A large planet such as Jupiter is needed to keep smaller planets from forming

Nov 2, 2012 23:31 GMT  ·  By

Asteroids aren't exactly thought of as the harbingers of life. In fact, it's quite the opposite, asteroids are what killed the dinosaurs and countless other species before them and it's what killed humankind in more Hollywood flicks than you can count.

But a new theory says that asteroids may be more important to life than thought before. In fact, they may be crucial and may be a determining factor in whether a planet develops life or not, especially advanced or intelligent life.

For one, asteroids bring water and organic material to nascent planets, creating the conditions for life to appear.
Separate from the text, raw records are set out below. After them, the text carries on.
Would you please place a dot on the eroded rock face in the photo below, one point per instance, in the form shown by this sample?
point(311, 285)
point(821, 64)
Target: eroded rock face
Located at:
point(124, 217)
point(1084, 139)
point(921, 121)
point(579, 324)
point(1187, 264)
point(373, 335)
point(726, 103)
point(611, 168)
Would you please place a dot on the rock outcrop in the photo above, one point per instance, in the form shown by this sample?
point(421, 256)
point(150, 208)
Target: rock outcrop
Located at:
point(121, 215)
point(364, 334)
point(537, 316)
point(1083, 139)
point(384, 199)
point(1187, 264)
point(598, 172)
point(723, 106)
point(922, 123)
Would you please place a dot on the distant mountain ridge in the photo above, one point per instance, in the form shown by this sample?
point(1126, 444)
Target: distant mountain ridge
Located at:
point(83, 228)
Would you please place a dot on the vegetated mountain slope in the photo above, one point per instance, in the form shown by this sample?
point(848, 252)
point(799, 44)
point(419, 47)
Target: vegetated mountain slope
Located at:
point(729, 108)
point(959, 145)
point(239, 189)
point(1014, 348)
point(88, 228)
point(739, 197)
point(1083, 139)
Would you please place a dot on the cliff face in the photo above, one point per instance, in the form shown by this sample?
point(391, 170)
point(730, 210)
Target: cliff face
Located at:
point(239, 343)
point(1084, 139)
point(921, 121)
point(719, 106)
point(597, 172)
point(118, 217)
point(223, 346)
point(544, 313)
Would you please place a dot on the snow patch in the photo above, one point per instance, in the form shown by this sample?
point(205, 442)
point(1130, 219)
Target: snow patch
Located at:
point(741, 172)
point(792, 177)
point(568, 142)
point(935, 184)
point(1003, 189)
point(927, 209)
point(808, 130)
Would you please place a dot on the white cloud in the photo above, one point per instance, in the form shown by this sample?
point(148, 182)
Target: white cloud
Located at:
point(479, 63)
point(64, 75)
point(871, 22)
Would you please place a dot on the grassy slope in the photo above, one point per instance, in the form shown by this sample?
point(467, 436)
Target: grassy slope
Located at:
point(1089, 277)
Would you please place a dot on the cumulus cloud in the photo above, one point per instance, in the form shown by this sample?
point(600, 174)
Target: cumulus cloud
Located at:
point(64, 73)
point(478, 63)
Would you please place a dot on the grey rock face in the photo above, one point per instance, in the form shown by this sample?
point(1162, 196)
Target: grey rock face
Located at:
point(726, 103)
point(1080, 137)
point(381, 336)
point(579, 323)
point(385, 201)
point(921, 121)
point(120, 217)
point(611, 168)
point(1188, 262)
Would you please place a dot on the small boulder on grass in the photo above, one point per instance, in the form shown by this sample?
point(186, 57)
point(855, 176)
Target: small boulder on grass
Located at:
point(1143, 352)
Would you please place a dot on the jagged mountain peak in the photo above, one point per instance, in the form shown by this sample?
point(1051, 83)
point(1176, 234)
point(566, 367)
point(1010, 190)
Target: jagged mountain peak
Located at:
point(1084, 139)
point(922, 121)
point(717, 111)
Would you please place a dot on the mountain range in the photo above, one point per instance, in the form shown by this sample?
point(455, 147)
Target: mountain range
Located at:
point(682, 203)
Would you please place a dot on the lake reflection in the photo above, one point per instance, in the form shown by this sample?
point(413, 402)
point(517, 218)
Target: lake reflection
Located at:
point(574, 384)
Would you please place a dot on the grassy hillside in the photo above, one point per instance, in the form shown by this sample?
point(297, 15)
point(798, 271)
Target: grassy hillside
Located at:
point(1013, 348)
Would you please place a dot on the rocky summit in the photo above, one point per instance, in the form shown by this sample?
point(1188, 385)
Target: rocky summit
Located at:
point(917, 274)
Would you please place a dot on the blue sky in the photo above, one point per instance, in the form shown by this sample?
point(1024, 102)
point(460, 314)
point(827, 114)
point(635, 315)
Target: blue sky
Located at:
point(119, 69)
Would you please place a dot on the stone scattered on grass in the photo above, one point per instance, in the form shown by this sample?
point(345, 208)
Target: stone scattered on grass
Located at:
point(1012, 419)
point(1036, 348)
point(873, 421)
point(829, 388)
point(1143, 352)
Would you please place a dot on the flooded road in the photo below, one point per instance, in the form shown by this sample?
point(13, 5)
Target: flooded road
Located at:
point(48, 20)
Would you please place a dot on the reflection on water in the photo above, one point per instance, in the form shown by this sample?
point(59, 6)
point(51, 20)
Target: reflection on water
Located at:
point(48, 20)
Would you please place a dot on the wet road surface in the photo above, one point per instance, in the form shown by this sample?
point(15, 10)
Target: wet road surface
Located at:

Furthermore, asteroids may actually spur evolution, by literally stirring things up.

A huge asteroid hitting a planet creates new conditions to which life must adapt to by evolving, this is called the punctuated equilibrium theory.

The Monthly Notices of the Royal Astronomical Society is publishing a paper by Rebecca Martin, a NASA Sagan Fellow from the University of Colorado in Boulder, and astronomer Mario Livio of the Space Telescope Science Institute in Baltimore, Md which suggest that asteroid belts at just the right distance are crucial for life.

"Our study shows that only a tiny fraction of planetary systems observed to date seem to have giant planets in the right location to produce an asteroid belt of the appropriate size, offering the potential for life on a nearby rocky planet," Martin, the study's lead author, said. "Our study suggests that our solar system may be rather special."

They put together several theoretical models and, along with historical data, concluded that life needs a Jupiter-sized planet and the asteroid field it creates, by not enabling smaller planets to form due to its huge gravity, to flourish.

In fact, the conditions have to be just right, a planet that is too small, or too far away, or that moves too much or too little would be inappropriate.

"To have such ideal conditions you need a giant planet like Jupiter that is just outside the asteroid belt [and] that migrated a little bit, but not through the belt," Livio explained.

"If a large planet like Jupiter migrates through the belt, it would scatter the material. If, on the other hand, a large planet did not migrate at all, that, too, is not good because the asteroid belt would be too massive. There would be so much bombardment from asteroids that life may never evolve."